Compact operator

Question

Please, help with the problem. Is the Hilbert operator, which defined by matrix $ \{ a_{i,j} = \frac{1}{i+j} \}^{\infty}_{i,j=1}$ , compact on space $l_2$ ?

I will add my thoughts about the problem as soon as I formulate and issue them

I think that it can be proved that Hilbert operator is bounded on $L_2 (\mathbb{N}, 2^{ \mathbb{N} }, \#)$, where $\#$ is the counting measure, and that the embedding operator $Jx=x$ from $L_2 (\mathbb{N}, 2^{ \mathbb{N} }, \#)$ to $l_{2}$ is compact. It will mean that the Hilbert operator is compact as the composition of compact and bounded operators

Answer 1

Try to prove on your own the continuity of the operator $T\phi(j)=\sum^\infty_{k=1}\frac{1}{j+k}\phi(k)$ on $\ell_2(\mathbb{N})$. As for compactness, this is from a paper by Barria and Halmos. Consider the sequence $\phi_n(j)=\frac{1}{n}\mathbb{1}_{\{1,\ldots,n^2\}}(j)$. This is a unit-norm sequence in $\ell_2$.

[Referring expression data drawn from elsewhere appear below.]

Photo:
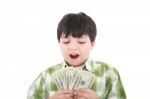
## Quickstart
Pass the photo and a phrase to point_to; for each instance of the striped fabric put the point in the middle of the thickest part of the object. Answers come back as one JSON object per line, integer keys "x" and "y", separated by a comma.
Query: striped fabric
{"x": 107, "y": 84}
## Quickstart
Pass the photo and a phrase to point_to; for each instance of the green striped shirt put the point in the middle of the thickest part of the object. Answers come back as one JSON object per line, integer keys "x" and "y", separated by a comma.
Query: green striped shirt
{"x": 107, "y": 84}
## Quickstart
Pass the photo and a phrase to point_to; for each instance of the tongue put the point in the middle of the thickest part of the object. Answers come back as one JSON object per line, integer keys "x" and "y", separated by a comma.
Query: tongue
{"x": 74, "y": 56}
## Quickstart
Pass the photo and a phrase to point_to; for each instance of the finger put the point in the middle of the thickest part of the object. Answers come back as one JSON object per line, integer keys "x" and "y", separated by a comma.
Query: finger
{"x": 81, "y": 95}
{"x": 64, "y": 92}
{"x": 83, "y": 90}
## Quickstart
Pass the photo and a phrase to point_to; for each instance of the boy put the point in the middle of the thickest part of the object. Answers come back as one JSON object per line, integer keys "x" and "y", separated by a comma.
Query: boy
{"x": 76, "y": 36}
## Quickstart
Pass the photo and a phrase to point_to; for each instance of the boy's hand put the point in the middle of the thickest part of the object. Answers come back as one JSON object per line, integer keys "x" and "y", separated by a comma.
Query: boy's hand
{"x": 62, "y": 94}
{"x": 85, "y": 93}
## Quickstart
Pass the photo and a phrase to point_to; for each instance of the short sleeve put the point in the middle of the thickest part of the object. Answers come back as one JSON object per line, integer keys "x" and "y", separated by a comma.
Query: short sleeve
{"x": 37, "y": 89}
{"x": 117, "y": 90}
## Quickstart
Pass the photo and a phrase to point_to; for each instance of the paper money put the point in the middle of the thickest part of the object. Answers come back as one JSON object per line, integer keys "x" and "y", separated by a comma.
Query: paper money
{"x": 72, "y": 78}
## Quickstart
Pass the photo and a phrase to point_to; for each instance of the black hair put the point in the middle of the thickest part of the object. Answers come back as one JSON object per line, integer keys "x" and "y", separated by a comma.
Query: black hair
{"x": 76, "y": 25}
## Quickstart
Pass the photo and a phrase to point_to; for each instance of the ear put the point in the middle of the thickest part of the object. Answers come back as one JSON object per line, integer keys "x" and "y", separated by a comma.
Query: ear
{"x": 93, "y": 43}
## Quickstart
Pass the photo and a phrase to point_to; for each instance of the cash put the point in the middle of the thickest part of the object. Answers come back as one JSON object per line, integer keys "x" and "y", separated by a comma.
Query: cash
{"x": 72, "y": 78}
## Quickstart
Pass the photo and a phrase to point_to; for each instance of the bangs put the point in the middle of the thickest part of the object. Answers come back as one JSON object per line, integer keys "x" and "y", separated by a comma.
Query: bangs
{"x": 75, "y": 26}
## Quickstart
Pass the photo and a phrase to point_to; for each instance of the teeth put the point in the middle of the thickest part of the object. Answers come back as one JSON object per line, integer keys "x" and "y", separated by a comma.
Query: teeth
{"x": 73, "y": 54}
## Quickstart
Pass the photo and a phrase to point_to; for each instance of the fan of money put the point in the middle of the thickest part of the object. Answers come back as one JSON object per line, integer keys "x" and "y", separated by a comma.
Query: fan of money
{"x": 72, "y": 78}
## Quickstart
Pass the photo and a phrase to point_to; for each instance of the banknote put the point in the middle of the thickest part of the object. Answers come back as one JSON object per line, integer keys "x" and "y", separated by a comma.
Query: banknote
{"x": 72, "y": 78}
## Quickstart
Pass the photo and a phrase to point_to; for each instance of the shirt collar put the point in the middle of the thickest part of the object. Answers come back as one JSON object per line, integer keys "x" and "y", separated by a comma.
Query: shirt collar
{"x": 88, "y": 65}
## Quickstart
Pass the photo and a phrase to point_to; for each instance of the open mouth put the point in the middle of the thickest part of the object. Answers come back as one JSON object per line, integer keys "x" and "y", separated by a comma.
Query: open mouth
{"x": 74, "y": 56}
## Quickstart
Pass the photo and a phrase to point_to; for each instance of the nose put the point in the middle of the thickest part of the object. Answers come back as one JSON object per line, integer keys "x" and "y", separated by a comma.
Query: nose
{"x": 73, "y": 46}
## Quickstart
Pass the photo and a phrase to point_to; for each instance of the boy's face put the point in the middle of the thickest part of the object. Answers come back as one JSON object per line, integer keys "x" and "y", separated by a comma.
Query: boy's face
{"x": 75, "y": 50}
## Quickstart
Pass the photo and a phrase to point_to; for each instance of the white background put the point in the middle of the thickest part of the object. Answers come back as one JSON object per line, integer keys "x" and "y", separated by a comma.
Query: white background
{"x": 28, "y": 43}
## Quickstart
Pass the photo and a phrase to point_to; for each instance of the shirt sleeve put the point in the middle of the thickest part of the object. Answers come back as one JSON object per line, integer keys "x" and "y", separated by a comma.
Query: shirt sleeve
{"x": 116, "y": 90}
{"x": 37, "y": 89}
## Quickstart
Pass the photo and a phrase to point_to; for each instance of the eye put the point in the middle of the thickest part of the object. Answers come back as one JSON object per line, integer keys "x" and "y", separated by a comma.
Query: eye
{"x": 82, "y": 42}
{"x": 67, "y": 42}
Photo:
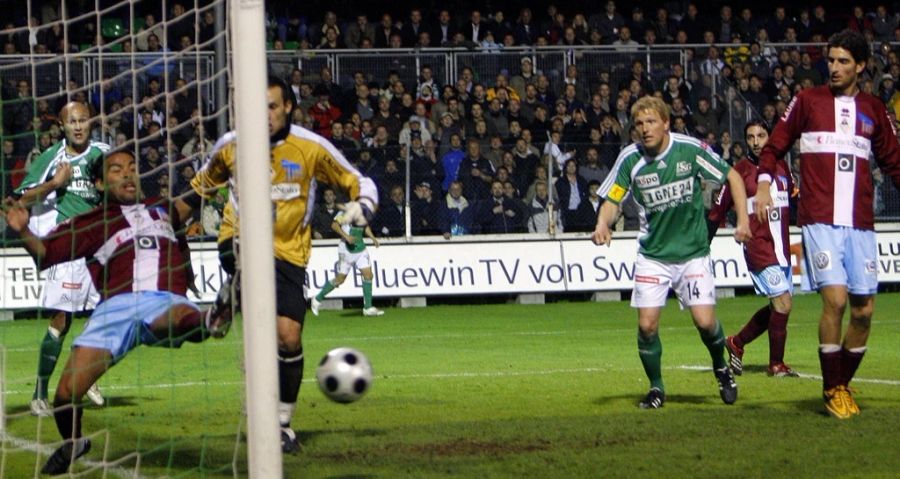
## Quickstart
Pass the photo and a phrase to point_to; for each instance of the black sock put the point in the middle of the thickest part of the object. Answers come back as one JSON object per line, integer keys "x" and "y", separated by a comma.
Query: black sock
{"x": 68, "y": 420}
{"x": 290, "y": 375}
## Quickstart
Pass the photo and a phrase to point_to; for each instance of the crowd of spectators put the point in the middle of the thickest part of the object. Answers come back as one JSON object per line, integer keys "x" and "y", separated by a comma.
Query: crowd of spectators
{"x": 516, "y": 150}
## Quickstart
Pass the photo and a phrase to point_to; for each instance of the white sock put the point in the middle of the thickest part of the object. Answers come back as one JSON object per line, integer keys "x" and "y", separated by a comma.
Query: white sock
{"x": 285, "y": 412}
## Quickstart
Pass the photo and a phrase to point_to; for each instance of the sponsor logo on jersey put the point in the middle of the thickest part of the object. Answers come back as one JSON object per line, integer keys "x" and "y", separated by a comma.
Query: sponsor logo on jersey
{"x": 147, "y": 242}
{"x": 822, "y": 260}
{"x": 291, "y": 169}
{"x": 671, "y": 194}
{"x": 285, "y": 191}
{"x": 712, "y": 170}
{"x": 831, "y": 142}
{"x": 616, "y": 193}
{"x": 638, "y": 278}
{"x": 647, "y": 180}
{"x": 846, "y": 163}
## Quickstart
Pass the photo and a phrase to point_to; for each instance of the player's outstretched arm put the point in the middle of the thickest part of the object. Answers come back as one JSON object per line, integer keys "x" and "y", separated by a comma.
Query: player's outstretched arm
{"x": 739, "y": 196}
{"x": 336, "y": 227}
{"x": 60, "y": 179}
{"x": 371, "y": 236}
{"x": 762, "y": 202}
{"x": 602, "y": 233}
{"x": 17, "y": 218}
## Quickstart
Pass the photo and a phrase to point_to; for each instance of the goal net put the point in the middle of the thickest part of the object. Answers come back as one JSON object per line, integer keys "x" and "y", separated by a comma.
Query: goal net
{"x": 155, "y": 78}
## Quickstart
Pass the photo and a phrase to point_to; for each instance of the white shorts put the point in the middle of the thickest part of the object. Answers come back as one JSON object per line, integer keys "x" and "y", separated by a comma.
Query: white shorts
{"x": 347, "y": 260}
{"x": 693, "y": 282}
{"x": 841, "y": 255}
{"x": 69, "y": 288}
{"x": 773, "y": 281}
{"x": 121, "y": 323}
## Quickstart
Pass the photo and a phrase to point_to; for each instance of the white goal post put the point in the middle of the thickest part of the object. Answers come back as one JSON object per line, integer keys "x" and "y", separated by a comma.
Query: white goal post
{"x": 257, "y": 262}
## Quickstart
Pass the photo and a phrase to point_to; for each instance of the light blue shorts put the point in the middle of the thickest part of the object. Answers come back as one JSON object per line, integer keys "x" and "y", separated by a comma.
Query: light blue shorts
{"x": 773, "y": 281}
{"x": 841, "y": 255}
{"x": 122, "y": 322}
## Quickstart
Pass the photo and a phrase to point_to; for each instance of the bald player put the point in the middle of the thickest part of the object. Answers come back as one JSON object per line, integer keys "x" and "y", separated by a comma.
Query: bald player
{"x": 58, "y": 186}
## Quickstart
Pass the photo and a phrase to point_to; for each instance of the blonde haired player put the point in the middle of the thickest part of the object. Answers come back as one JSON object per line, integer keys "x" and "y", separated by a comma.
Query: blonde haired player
{"x": 663, "y": 173}
{"x": 352, "y": 253}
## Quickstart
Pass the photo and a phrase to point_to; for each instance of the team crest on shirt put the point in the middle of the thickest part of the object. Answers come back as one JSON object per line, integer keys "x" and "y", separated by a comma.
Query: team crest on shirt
{"x": 291, "y": 169}
{"x": 822, "y": 260}
{"x": 868, "y": 125}
{"x": 158, "y": 212}
{"x": 845, "y": 125}
{"x": 846, "y": 163}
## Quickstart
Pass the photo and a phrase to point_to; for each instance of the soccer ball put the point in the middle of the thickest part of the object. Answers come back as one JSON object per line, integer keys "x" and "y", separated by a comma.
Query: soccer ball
{"x": 344, "y": 375}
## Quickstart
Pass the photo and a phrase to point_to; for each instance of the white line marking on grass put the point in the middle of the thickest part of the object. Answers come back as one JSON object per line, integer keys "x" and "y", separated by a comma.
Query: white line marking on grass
{"x": 462, "y": 374}
{"x": 889, "y": 382}
{"x": 46, "y": 450}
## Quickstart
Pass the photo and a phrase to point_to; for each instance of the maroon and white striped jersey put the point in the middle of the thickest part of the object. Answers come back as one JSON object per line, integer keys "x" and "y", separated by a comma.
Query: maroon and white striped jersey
{"x": 127, "y": 247}
{"x": 770, "y": 245}
{"x": 838, "y": 136}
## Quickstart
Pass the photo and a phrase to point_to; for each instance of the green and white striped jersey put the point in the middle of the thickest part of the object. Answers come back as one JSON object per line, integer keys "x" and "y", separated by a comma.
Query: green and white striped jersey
{"x": 79, "y": 196}
{"x": 667, "y": 191}
{"x": 358, "y": 234}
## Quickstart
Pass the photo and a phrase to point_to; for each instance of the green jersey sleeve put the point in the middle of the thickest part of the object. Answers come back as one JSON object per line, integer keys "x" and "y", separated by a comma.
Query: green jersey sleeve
{"x": 710, "y": 166}
{"x": 39, "y": 170}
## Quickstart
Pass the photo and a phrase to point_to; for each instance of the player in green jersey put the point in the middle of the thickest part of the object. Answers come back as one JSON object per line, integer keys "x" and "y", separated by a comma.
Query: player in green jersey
{"x": 58, "y": 186}
{"x": 663, "y": 174}
{"x": 352, "y": 253}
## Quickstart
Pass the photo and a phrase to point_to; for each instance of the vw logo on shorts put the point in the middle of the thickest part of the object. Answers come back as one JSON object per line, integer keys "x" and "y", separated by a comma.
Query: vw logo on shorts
{"x": 822, "y": 259}
{"x": 870, "y": 267}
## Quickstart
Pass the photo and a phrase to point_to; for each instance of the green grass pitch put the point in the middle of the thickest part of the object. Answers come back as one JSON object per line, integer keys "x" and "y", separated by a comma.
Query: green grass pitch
{"x": 488, "y": 391}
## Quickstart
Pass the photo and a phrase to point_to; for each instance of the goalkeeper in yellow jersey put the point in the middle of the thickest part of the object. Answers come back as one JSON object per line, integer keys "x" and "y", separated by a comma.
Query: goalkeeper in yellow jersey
{"x": 299, "y": 160}
{"x": 352, "y": 253}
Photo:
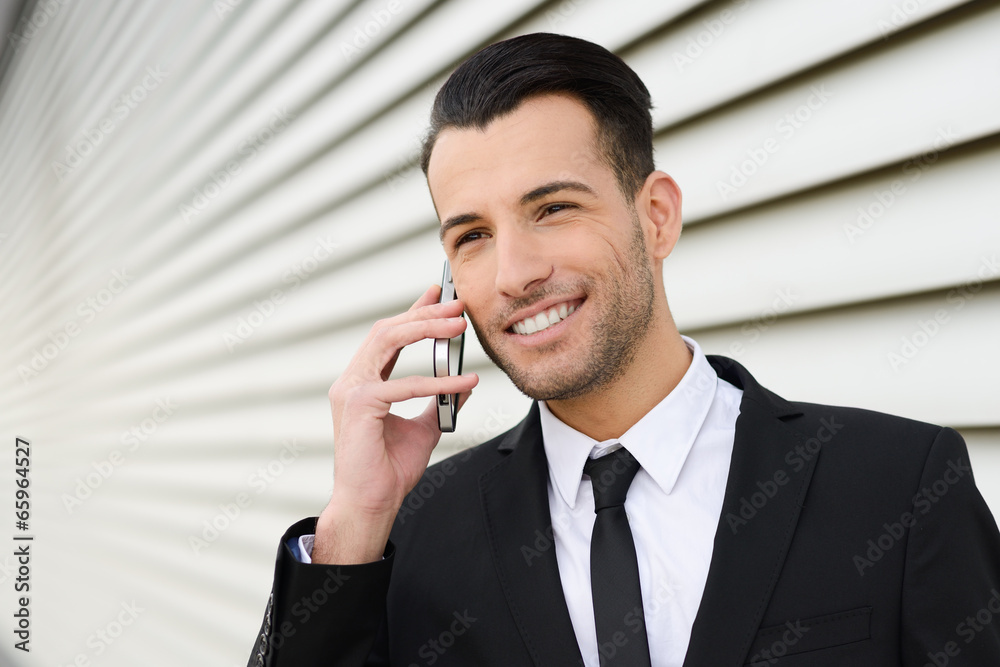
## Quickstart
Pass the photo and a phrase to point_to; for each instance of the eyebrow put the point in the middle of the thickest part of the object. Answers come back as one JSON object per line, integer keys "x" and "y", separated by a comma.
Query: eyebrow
{"x": 527, "y": 198}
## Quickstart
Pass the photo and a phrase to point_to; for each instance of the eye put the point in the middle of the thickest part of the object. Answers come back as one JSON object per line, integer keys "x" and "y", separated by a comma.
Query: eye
{"x": 469, "y": 237}
{"x": 556, "y": 208}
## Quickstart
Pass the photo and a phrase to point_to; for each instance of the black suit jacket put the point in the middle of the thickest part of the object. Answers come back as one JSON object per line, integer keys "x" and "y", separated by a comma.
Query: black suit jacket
{"x": 847, "y": 537}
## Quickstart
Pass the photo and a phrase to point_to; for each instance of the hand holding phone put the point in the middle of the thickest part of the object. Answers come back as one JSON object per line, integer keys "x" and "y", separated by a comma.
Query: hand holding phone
{"x": 448, "y": 353}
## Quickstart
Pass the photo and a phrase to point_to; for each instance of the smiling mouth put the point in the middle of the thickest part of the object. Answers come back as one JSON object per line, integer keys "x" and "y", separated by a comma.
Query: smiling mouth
{"x": 544, "y": 319}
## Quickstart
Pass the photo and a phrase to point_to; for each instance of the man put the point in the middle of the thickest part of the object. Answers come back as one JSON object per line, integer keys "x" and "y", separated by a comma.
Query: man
{"x": 749, "y": 530}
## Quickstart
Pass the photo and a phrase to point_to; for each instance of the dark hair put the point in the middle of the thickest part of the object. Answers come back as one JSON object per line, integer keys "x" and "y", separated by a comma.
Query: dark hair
{"x": 499, "y": 78}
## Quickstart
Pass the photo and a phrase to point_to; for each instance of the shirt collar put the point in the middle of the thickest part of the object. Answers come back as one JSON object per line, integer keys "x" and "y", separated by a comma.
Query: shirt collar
{"x": 660, "y": 441}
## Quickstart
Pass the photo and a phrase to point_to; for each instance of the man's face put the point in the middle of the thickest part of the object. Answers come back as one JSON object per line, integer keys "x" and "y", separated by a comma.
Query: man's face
{"x": 549, "y": 259}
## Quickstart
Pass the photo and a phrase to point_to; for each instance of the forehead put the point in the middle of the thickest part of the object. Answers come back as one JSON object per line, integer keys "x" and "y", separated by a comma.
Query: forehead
{"x": 547, "y": 138}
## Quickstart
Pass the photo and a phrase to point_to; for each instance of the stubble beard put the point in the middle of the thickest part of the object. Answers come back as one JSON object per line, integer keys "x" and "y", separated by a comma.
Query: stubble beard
{"x": 622, "y": 322}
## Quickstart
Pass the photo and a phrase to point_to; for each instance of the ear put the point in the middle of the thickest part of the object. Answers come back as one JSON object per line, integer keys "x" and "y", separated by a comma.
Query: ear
{"x": 659, "y": 207}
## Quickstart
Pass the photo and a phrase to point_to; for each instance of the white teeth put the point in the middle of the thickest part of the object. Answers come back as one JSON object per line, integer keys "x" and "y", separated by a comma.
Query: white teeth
{"x": 543, "y": 320}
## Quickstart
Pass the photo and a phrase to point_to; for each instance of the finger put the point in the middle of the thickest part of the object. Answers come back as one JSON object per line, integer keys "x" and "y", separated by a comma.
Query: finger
{"x": 386, "y": 344}
{"x": 417, "y": 386}
{"x": 463, "y": 397}
{"x": 430, "y": 295}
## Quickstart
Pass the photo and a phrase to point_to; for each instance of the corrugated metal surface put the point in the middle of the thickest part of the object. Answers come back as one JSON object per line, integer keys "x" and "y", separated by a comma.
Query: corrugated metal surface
{"x": 205, "y": 205}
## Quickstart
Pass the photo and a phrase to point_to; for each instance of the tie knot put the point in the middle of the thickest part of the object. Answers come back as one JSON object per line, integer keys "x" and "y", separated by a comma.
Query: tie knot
{"x": 611, "y": 475}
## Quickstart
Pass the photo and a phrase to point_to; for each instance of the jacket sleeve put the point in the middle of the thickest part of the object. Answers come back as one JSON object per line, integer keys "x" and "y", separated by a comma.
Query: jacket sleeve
{"x": 322, "y": 615}
{"x": 951, "y": 586}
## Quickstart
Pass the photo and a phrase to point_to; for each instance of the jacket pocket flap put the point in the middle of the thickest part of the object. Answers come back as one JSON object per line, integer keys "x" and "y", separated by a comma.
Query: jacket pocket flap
{"x": 810, "y": 634}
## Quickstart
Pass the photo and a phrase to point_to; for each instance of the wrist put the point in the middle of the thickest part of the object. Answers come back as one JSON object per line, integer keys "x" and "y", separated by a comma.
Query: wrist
{"x": 348, "y": 535}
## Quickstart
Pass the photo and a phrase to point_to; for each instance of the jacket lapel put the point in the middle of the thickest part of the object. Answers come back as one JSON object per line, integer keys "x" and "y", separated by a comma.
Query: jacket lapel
{"x": 755, "y": 528}
{"x": 516, "y": 510}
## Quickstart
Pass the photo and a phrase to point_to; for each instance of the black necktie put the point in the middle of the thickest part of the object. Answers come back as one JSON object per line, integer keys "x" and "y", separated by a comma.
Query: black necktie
{"x": 614, "y": 571}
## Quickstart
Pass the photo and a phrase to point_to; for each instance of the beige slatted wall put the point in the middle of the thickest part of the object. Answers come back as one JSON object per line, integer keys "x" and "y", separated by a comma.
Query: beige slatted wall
{"x": 205, "y": 205}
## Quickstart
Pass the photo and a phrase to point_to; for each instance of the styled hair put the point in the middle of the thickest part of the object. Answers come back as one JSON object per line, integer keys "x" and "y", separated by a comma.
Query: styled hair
{"x": 496, "y": 80}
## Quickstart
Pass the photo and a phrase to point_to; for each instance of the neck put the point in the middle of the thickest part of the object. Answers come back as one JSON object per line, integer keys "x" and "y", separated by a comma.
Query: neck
{"x": 658, "y": 366}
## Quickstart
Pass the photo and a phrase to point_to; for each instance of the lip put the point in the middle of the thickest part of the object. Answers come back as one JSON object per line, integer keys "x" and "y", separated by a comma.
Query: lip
{"x": 548, "y": 334}
{"x": 541, "y": 307}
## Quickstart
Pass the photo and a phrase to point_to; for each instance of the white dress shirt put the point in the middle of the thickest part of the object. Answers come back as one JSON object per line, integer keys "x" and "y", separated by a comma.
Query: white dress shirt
{"x": 684, "y": 445}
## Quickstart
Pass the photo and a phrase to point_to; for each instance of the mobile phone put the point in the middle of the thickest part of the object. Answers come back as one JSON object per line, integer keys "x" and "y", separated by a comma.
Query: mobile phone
{"x": 448, "y": 353}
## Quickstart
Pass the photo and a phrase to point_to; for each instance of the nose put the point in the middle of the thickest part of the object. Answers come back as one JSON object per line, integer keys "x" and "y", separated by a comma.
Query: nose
{"x": 522, "y": 263}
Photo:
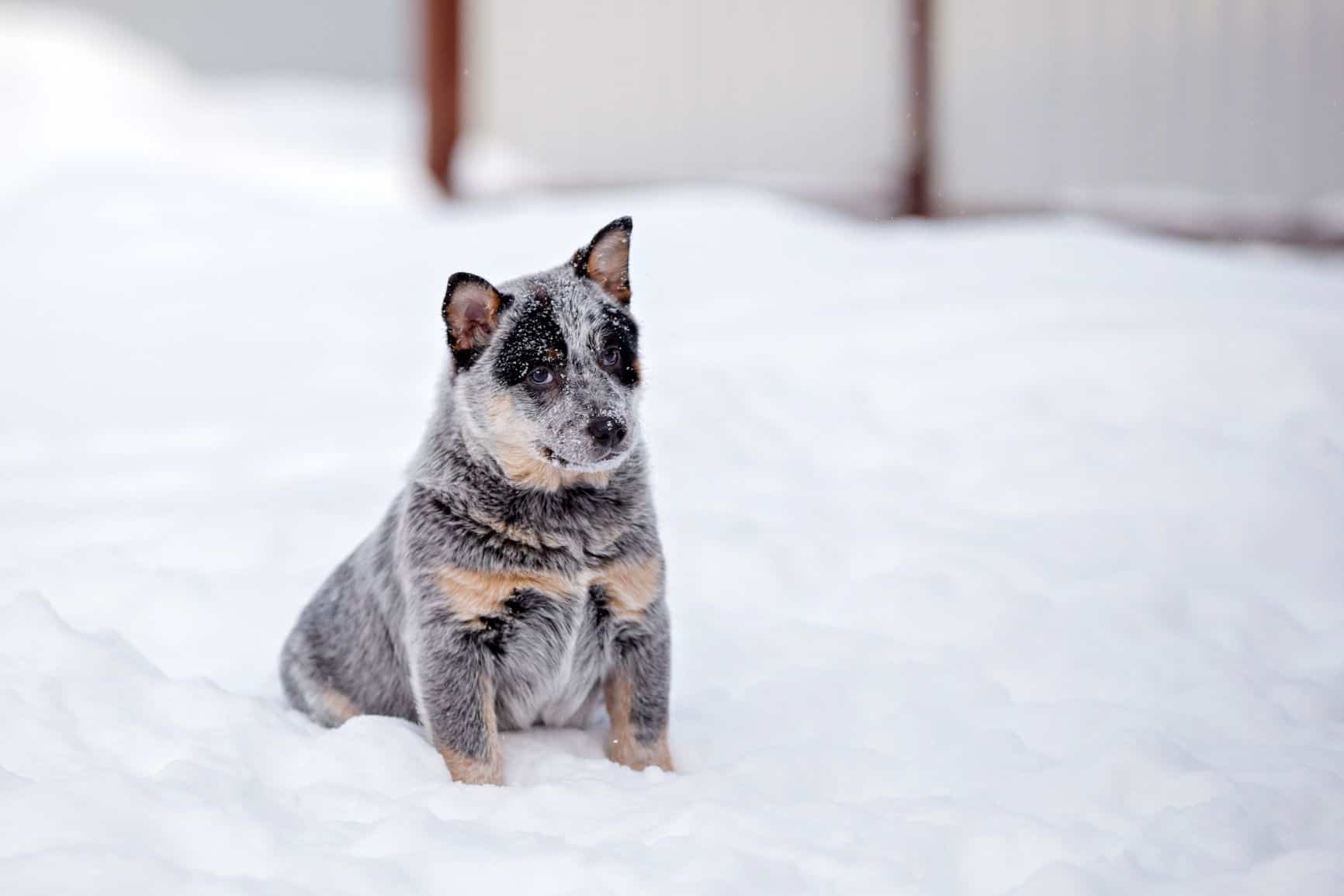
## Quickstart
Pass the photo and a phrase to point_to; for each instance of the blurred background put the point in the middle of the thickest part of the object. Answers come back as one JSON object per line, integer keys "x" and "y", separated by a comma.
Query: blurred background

• Check that for any $\phi\in\ell_2$, $\langle\phi_n,\phi\rangle=\sum^\infty_{j=1}\phi_n(j)\phi(j)\xrightarrow{n\rightarrow\infty}0$. This means that $\phi_n$ converges weakly to $0$ in $\ell_2$.
• Check that $\langle\phi_n,T\phi_n\rangle\geq\frac12$.
• From this, deduce that $T$ cannot be compact, for if $T\phi_{n_k}\rightarrow\phi\in\ell_2$, then \begin{align} \frac12\leq\langle\phi_{n_k},T\phi_{n_k}\rangle &= \langle\phi_{n_k},T\phi_{n_k}-\phi\rangle +\langle\phi_{n_k},\phi\rangle\\ &\leq \|T\phi_{n_k}-\phi\|_2+\langle\phi_{n_k},\phi\rangle\xrightarrow{k\rightarrow\infty}0 \end{align} which is absurd.